Accord interprofessionnel : les salaires pourront augmenter d'1,1% en 2017 et 2018

12/01/17 à 06:21 - Mise à jour à 06:20

Source: Belga

Les partenaires sociaux ont conclu un projet d'accord interprofessionnel (AIP) mercredi soir au terme d'une nouvelle réunion longue de plus de huit heures. La marge salariale est fixée à 1,1% - hors indexation et hausses barémiques - pour les deux années à venir, ont-ils annoncé peu après 23h.

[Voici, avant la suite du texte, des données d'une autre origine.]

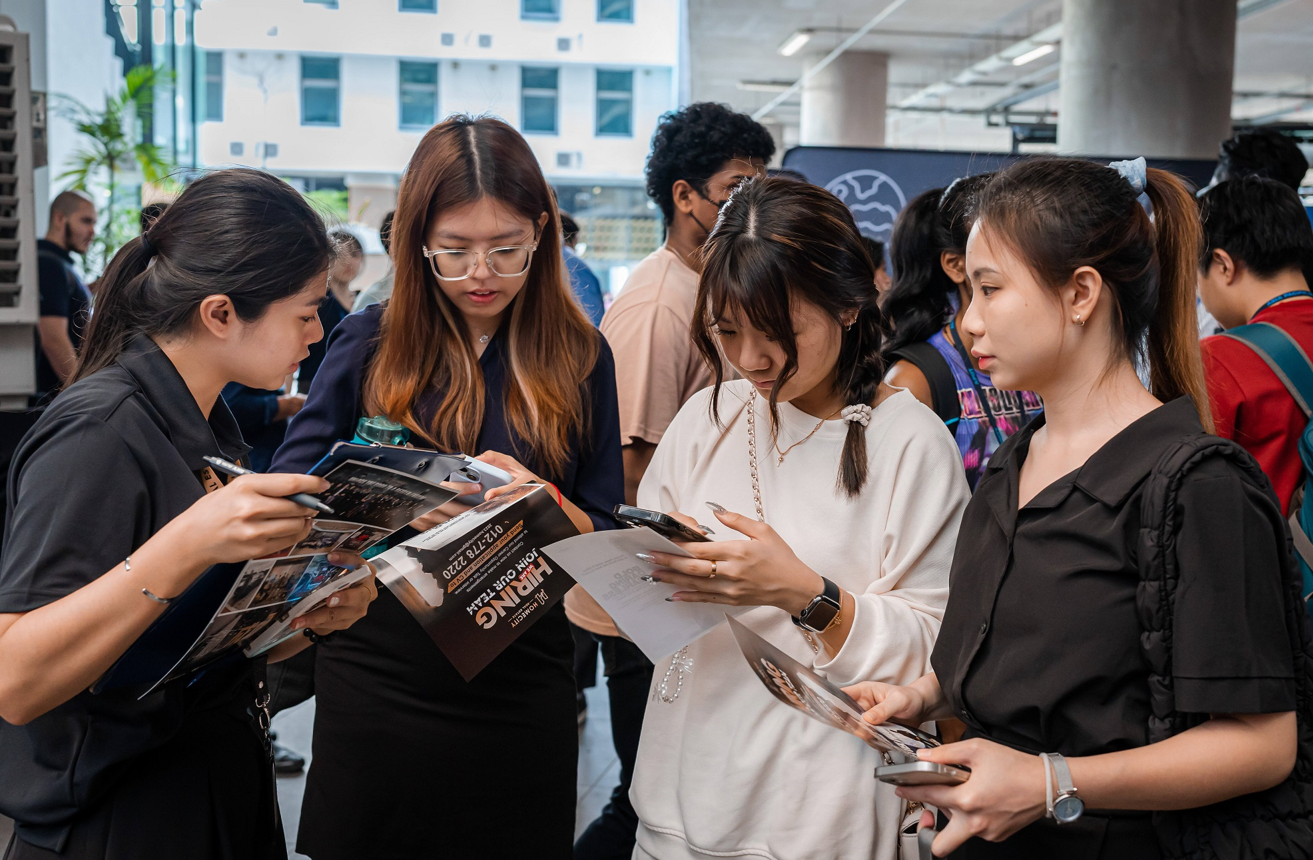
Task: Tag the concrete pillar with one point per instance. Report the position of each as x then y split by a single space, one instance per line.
844 103
1146 76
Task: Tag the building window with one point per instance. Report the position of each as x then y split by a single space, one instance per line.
615 101
616 11
419 95
321 91
538 100
214 86
541 9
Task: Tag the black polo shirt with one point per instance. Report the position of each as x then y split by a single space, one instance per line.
62 294
1040 644
114 458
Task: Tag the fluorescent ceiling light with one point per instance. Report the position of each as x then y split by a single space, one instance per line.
795 42
1033 54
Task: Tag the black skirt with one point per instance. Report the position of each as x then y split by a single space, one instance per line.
206 795
411 762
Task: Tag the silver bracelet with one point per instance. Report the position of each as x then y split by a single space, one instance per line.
128 566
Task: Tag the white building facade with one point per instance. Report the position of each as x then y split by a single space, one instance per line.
336 95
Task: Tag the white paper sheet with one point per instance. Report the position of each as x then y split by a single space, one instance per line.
607 567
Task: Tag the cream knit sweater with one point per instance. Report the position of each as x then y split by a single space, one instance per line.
726 771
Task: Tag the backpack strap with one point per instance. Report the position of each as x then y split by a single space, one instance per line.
939 377
1283 355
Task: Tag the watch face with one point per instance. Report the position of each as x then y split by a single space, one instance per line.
1068 809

Accord interprofessionnel : les salaires pourront augmenter d'1,1% en 2017 et 2018

Michèle Sioen. © Belga

"Nous avons conclu un accord équilibré", a déclaré Michèle Sioen, présidente du Groupe des 10 à l'issue de la réunion. Outre les sujets propres à l'AIP comme la marge salariale, l'enveloppe bien-être ou les prolongations classiques, les partenaires sociaux ont également convenu de s'attaquer ensemble à différents défis sociétaux tels que la digitalisation ou encore la problématique du burn-out. "Nous présenterons dans les six mois des propositions concrètes" dans ces thèmes, a affirmé Pieter Timmermans, administrateur délégué de la Fédération des Entreprises de Belgique (FEB). Selon l'Unizo, la réintroduction de la période d'essai pourrait également être discutée.

Parmi les principaux points du projet d'accord interprofessionnel à proprement parler, se trouve donc la marge salariale fixée à 1,1%. "On a été chercher le maximum", a estimé Jean-François Tamellini, remplaçant Marc Goblet (FGTB). Le syndicat socialiste, qui s'est engagé tout comme la CSC à présenter de manière objective l'accord, reste cependant amer sur le cadre imposé par le gouvernement. "Cela risque de peser pendant les consultations", selon lui. Le président du syndicat, Rudy De Leeuw, s'est lui dit principalement satisfait que l'index ait été assuré. Du côté patronal, cette marge maximale est également une bonne nouvelle car elle devrait, selon l'UCM, la FEB et l'Unizo, "protéger la paix sociale" et instaurer un climat serein. De plus, avec une hausse maximale d'1,1%, "la compétitivité des entreprises belges est préservée", s'est réjoui Pieter Timmermans. "Nos salaires augmenteront moins vite que dans les pays voisins."

Concernant l'enveloppe bien-être, "tous les allocataires en profiteront", a précisé Marie-Hélène Ska (CSC). Un focus particulier a été mis sur les chefs de famille monoparentale au chômage. Ceux d'entre eux bénéficiant d'une allocation de chômage parmi les plus basses la verront augmenter de 35%, a précisé l'administrateur délégué de la FEB.

Les partenaires sociaux se sont également accordés sur la pension anticipée, qui ne sera plus possible avant 60 ans d'ici 2019. L'âge minimum de la prépension augmentera d'un an avant de passer finalement à 60 ans. Seule exception, l'accord prévoit que les prépensions à 55 ans sont acquises pour les restructurations annoncées en 2016.

Le projet d'accord conclu sera présenté jeudi/demain au gouvernement. Il fera ensuite l'objet de consultations dans les différentes instances. La CSC, la FGTB et la CGSLB se prononceront le 31 janvier.